For hundreds of thousands of software developers around the globe, these unearthed exotic program line fragments are messengers from a bygone era. Working on hermetically sealed, fiercely guarded closed code defended tooth and nail with patents and a posse of lawyers? For them, that would be neither an enticing option nor a serious alternative to working in the open source environment. Where would the innovations that constantly bubble up from worldwide cooperation be? Not to mention the fact that it is near unimaginable to make software stable and secure behind closed doors without the massive manpower of the open source community. 

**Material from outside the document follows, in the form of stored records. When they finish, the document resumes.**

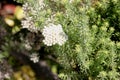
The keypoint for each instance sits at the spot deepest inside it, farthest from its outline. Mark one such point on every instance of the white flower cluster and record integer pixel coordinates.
(34, 57)
(54, 34)
(28, 23)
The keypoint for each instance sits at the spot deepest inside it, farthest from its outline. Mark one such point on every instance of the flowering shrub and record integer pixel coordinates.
(66, 39)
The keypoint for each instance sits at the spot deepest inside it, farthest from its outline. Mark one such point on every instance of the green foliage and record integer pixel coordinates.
(92, 51)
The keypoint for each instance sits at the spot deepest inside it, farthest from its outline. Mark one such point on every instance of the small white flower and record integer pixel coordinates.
(54, 34)
(34, 57)
(28, 23)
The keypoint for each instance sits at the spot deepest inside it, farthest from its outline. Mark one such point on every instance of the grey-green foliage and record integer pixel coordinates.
(89, 52)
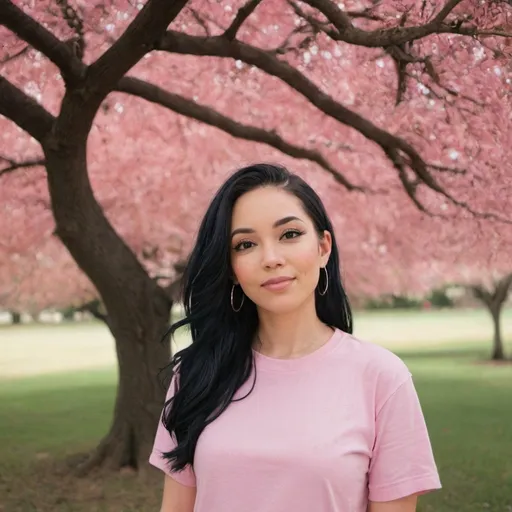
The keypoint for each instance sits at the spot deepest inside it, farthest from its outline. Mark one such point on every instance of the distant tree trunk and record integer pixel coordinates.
(494, 301)
(137, 308)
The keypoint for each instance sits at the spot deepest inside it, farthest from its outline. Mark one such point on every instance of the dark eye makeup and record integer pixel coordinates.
(289, 234)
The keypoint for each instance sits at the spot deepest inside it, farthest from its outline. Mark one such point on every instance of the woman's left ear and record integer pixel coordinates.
(325, 247)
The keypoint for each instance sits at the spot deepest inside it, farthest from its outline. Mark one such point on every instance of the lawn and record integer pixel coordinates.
(49, 416)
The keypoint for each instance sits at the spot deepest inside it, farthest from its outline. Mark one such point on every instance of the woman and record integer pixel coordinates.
(275, 406)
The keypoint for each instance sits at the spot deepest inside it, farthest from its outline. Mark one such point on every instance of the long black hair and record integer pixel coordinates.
(219, 360)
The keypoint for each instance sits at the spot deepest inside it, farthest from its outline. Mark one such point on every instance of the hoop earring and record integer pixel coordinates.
(326, 282)
(232, 303)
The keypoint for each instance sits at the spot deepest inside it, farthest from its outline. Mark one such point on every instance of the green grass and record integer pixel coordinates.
(45, 419)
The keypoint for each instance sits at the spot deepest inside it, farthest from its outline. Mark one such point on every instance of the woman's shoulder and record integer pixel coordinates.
(373, 362)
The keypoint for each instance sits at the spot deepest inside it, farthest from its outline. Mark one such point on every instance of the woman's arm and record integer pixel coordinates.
(407, 504)
(178, 497)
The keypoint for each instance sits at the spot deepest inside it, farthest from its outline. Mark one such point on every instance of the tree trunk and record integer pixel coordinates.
(498, 353)
(494, 301)
(138, 309)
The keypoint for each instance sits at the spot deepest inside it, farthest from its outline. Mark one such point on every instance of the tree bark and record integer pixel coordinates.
(498, 352)
(494, 301)
(138, 309)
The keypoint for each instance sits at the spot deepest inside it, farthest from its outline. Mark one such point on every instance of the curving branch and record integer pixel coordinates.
(207, 115)
(400, 152)
(242, 14)
(14, 165)
(135, 42)
(24, 111)
(345, 31)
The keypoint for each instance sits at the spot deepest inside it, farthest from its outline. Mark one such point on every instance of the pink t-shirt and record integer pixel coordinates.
(325, 432)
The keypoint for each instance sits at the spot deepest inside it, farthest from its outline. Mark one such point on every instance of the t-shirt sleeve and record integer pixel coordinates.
(402, 460)
(164, 442)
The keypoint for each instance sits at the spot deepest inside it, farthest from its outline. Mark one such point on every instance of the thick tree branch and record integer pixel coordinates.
(13, 165)
(207, 115)
(402, 154)
(19, 53)
(37, 36)
(137, 40)
(398, 150)
(24, 111)
(242, 14)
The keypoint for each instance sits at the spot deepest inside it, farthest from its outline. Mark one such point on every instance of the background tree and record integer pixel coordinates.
(299, 77)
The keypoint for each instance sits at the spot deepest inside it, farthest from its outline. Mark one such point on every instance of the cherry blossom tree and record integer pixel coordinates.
(111, 109)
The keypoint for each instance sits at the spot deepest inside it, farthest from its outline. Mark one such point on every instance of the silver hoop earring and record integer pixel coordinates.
(326, 282)
(232, 303)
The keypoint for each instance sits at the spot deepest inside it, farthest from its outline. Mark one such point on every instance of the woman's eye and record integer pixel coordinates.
(291, 234)
(243, 245)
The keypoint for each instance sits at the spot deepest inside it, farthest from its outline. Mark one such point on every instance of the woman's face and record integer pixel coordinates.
(276, 252)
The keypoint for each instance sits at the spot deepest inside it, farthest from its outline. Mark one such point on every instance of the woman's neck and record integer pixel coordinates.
(291, 335)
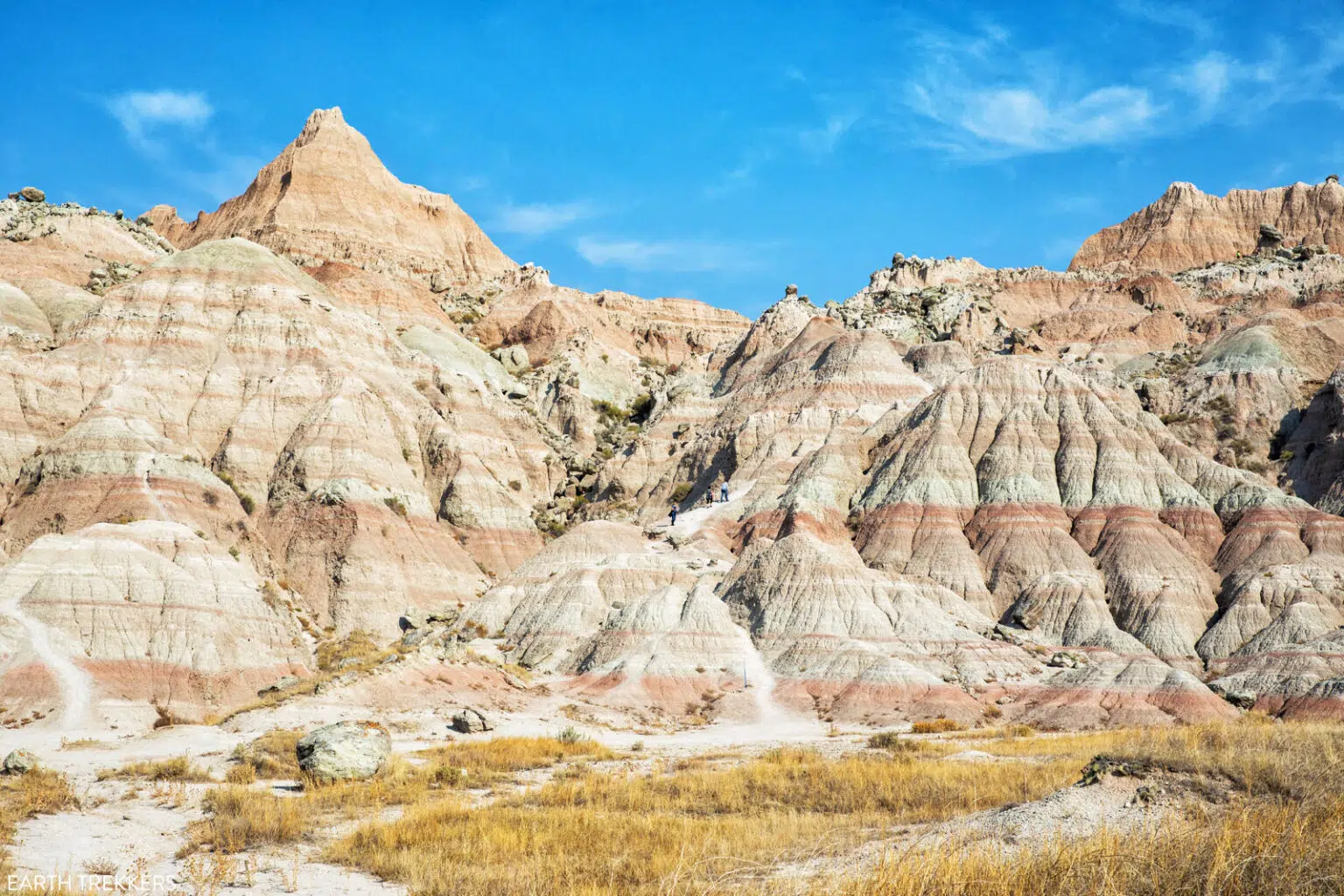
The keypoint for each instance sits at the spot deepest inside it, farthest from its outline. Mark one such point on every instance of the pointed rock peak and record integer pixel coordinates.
(328, 198)
(1187, 228)
(320, 117)
(1181, 188)
(327, 124)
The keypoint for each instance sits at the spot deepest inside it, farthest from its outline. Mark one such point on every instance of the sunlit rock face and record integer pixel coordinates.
(962, 492)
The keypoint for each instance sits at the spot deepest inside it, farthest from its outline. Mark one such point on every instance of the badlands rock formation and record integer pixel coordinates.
(333, 404)
(1188, 228)
(327, 198)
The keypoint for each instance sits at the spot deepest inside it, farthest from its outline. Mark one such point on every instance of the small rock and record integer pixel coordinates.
(284, 682)
(514, 358)
(19, 762)
(344, 751)
(471, 722)
(1068, 660)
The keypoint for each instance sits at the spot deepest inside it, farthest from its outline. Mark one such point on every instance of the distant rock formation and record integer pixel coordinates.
(327, 198)
(1187, 228)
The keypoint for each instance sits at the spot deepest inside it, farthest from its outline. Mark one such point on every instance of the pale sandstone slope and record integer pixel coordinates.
(327, 199)
(1187, 228)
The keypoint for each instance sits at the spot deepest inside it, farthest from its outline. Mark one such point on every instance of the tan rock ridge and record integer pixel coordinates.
(1187, 228)
(328, 199)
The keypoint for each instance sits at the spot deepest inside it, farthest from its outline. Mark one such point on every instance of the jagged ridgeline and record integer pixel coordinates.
(1095, 497)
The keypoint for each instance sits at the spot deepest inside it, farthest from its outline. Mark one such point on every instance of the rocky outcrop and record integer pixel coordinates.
(1188, 228)
(344, 751)
(328, 199)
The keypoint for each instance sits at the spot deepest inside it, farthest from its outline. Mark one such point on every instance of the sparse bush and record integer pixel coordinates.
(358, 645)
(883, 740)
(241, 775)
(270, 755)
(175, 768)
(641, 407)
(609, 410)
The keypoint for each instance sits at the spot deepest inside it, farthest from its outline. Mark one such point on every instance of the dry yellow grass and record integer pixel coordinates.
(900, 788)
(242, 818)
(272, 755)
(1258, 850)
(695, 823)
(697, 826)
(504, 755)
(358, 645)
(38, 793)
(173, 768)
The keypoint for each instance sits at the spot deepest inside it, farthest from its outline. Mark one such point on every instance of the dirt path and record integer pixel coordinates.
(74, 682)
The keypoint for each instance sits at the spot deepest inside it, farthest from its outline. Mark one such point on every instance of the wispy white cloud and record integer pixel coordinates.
(542, 218)
(172, 130)
(143, 112)
(822, 140)
(990, 95)
(671, 256)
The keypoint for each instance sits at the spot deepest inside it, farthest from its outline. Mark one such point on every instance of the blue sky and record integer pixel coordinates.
(717, 150)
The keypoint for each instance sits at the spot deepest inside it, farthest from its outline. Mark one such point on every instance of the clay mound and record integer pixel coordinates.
(145, 612)
(1022, 484)
(1187, 228)
(69, 243)
(632, 621)
(327, 198)
(228, 393)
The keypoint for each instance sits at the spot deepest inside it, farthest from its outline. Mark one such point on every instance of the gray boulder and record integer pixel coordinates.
(469, 720)
(284, 682)
(344, 751)
(19, 762)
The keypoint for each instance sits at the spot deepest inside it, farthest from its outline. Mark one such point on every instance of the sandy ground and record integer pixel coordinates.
(137, 828)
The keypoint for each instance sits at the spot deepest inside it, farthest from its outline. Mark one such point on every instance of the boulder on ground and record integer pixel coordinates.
(514, 358)
(344, 751)
(469, 720)
(19, 762)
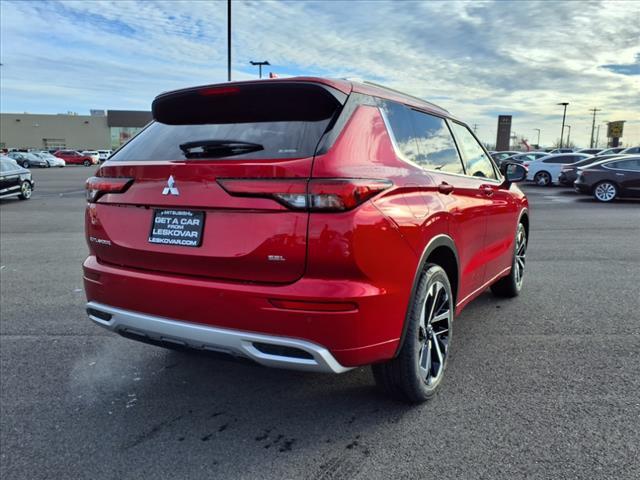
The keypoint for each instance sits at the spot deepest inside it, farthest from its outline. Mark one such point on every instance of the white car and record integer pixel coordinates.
(104, 154)
(52, 160)
(95, 156)
(546, 170)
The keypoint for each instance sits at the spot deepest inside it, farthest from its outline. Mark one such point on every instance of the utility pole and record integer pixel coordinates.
(229, 40)
(259, 64)
(564, 115)
(593, 125)
(538, 130)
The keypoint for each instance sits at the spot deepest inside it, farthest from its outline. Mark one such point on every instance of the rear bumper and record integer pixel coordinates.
(581, 187)
(264, 349)
(369, 331)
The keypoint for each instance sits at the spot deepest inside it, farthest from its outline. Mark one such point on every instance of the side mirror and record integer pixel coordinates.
(513, 172)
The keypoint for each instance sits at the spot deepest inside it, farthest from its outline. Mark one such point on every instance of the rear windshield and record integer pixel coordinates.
(253, 121)
(279, 140)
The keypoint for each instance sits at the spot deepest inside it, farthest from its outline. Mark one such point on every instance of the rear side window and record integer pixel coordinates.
(476, 160)
(257, 121)
(436, 148)
(399, 118)
(633, 164)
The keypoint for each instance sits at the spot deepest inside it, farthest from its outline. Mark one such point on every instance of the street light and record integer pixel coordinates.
(564, 114)
(593, 125)
(259, 64)
(568, 135)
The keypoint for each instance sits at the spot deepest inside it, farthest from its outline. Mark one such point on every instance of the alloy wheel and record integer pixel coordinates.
(521, 252)
(433, 334)
(605, 192)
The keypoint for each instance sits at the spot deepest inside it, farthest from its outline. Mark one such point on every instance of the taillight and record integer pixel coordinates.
(318, 195)
(98, 186)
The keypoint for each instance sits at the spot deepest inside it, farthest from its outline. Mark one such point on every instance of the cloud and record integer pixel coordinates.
(474, 58)
(625, 68)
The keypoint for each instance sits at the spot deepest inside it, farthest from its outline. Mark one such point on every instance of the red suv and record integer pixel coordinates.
(71, 157)
(303, 223)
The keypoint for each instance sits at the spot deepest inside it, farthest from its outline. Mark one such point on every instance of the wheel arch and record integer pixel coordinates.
(442, 251)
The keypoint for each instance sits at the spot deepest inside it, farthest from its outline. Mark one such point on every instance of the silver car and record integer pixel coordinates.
(52, 160)
(28, 160)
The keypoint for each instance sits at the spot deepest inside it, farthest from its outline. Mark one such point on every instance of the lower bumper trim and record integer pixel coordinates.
(268, 350)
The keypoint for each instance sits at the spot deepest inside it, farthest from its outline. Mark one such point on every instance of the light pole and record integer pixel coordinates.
(538, 130)
(606, 142)
(593, 125)
(259, 64)
(568, 135)
(564, 114)
(228, 40)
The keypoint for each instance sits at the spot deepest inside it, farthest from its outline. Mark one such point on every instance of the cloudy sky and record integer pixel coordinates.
(477, 59)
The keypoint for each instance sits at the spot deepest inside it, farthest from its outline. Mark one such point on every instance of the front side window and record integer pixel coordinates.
(436, 148)
(476, 161)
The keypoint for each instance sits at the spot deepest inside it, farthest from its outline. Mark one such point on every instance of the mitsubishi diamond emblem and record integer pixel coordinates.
(170, 189)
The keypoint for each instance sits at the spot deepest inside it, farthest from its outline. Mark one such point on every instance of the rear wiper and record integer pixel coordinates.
(218, 148)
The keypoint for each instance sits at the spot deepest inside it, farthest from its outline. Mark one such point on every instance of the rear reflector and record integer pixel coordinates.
(98, 186)
(317, 195)
(314, 306)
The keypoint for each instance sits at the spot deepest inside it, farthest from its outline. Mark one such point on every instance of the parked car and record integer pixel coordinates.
(262, 224)
(522, 158)
(631, 150)
(569, 173)
(103, 155)
(610, 179)
(499, 156)
(14, 179)
(590, 151)
(71, 157)
(51, 160)
(28, 160)
(94, 154)
(546, 170)
(610, 151)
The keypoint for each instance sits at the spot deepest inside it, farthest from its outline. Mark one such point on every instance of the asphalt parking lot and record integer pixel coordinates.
(546, 385)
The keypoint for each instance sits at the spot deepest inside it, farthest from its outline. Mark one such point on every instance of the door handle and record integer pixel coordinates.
(445, 188)
(487, 190)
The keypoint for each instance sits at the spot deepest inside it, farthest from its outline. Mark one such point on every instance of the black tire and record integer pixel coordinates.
(413, 375)
(605, 191)
(511, 285)
(542, 178)
(25, 190)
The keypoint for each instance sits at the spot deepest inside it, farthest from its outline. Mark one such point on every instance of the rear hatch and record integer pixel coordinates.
(174, 214)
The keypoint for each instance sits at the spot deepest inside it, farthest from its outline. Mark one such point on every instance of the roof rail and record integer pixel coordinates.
(404, 94)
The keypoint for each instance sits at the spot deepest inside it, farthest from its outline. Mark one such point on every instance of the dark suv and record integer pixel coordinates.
(303, 223)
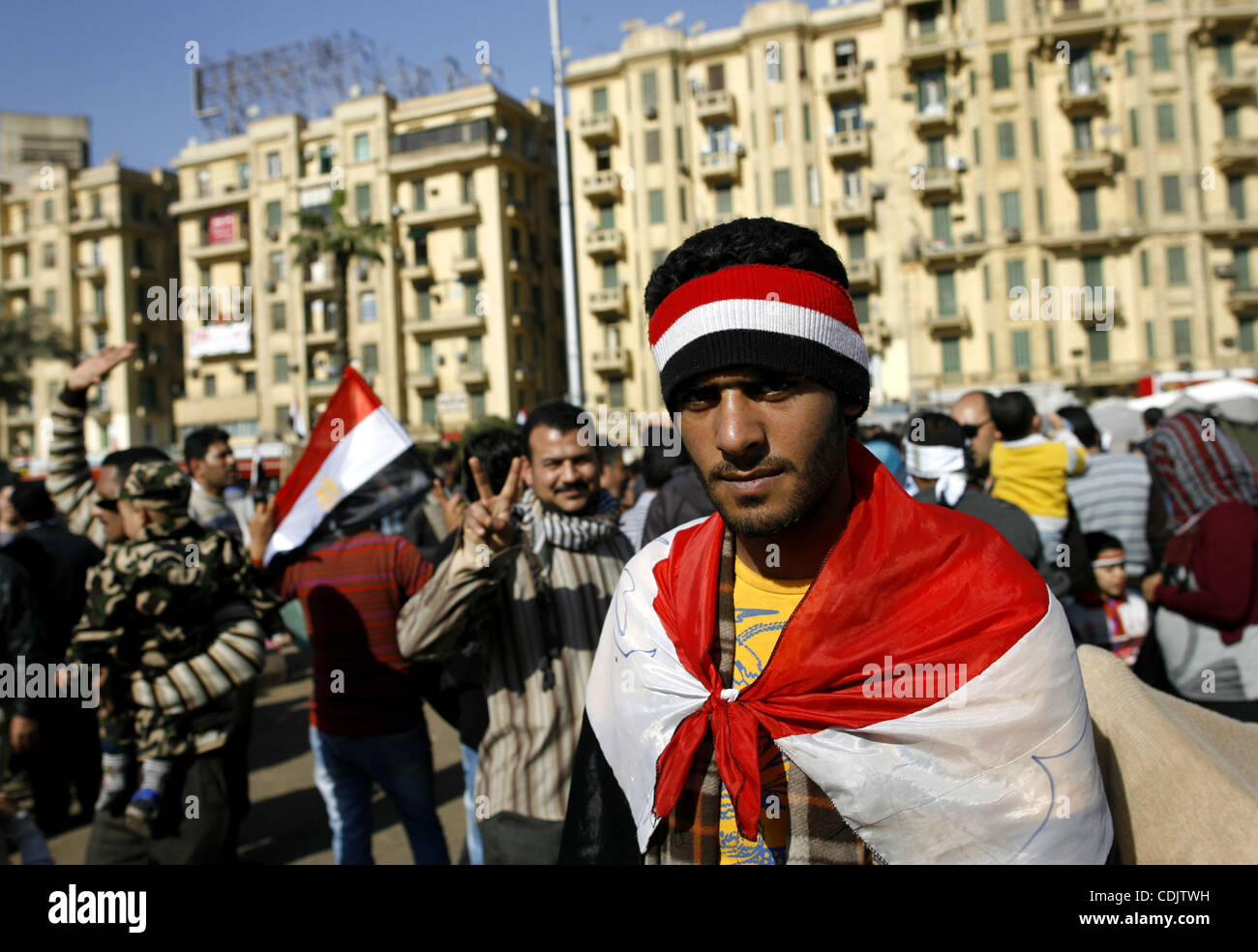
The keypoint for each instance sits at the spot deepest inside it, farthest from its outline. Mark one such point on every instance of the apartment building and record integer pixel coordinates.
(86, 244)
(950, 151)
(462, 318)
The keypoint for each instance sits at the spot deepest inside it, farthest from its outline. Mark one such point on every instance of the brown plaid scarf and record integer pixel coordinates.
(691, 834)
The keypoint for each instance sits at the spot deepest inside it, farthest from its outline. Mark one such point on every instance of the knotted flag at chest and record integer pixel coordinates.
(927, 683)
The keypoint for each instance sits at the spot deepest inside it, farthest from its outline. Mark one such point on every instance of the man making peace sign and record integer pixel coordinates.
(549, 558)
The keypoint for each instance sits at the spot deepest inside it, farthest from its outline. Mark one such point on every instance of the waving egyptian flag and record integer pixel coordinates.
(359, 465)
(927, 683)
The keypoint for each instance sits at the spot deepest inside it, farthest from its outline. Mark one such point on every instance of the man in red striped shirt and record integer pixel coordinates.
(368, 713)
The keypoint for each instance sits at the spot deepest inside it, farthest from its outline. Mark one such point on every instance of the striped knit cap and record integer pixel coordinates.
(767, 315)
(1199, 466)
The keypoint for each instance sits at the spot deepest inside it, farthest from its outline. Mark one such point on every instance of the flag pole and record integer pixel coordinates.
(571, 326)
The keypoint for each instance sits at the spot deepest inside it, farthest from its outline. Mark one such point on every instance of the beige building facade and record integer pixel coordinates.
(972, 162)
(462, 319)
(86, 246)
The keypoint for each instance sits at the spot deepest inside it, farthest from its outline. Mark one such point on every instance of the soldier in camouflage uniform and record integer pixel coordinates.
(159, 600)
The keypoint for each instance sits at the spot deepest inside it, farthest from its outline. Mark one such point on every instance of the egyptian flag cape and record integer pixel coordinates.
(359, 465)
(927, 682)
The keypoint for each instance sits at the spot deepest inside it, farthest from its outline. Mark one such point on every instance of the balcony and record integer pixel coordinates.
(1243, 300)
(612, 364)
(445, 323)
(454, 212)
(424, 381)
(947, 325)
(225, 197)
(466, 264)
(939, 253)
(473, 376)
(862, 275)
(718, 166)
(1238, 87)
(1236, 152)
(1082, 100)
(1090, 164)
(598, 129)
(848, 145)
(1233, 225)
(605, 243)
(609, 303)
(96, 225)
(602, 187)
(416, 272)
(1093, 237)
(940, 181)
(852, 209)
(844, 83)
(716, 105)
(935, 118)
(221, 250)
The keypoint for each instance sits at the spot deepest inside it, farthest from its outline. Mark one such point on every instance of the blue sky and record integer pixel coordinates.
(122, 62)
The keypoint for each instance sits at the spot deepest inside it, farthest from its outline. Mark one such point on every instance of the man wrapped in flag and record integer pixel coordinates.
(824, 670)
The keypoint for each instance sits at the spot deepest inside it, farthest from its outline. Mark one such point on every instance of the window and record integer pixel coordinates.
(1173, 201)
(1006, 142)
(1001, 71)
(1022, 350)
(1160, 51)
(781, 187)
(944, 292)
(652, 146)
(1098, 347)
(1089, 209)
(1182, 330)
(1165, 112)
(1177, 265)
(1015, 273)
(649, 91)
(1010, 209)
(655, 206)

The guild of IT historians, on the other hand, may never know that the users of these code fossils were once forced into a Procrustean bed with many restrictions. Back then, it was probably called "vendor lock-in". It is hard to believe that so-called "proprietary source codes" once existed as an alternative to open source. That was the name given at the time to software that deprived those who had bought it at great cost of their rights of freedom by means of a purchase contract. They were not allowed to check, change, modify or execute the codes at will. As if that were not enough, the purchasers of closed source software, despite costly over-licensing, which they grudgingly paid as the most practical defence against latent threats of punishment, were also subjected to stressful audit procedures in order to still find a handle for subsequent claims.

And should the antiquarians of IT still come across contemporary reports describing some audit departments of software providers as the most profitable profit centres in the entire enterprise, they will smile, either in confusion or amusement, at this ice age of IT development and use. In the meantime, evolution has emotionlessly passed over the dinosaur software. Too big, too hungry and too immovable – that is no recipe for lasting success and has already heralded the end of giants once before.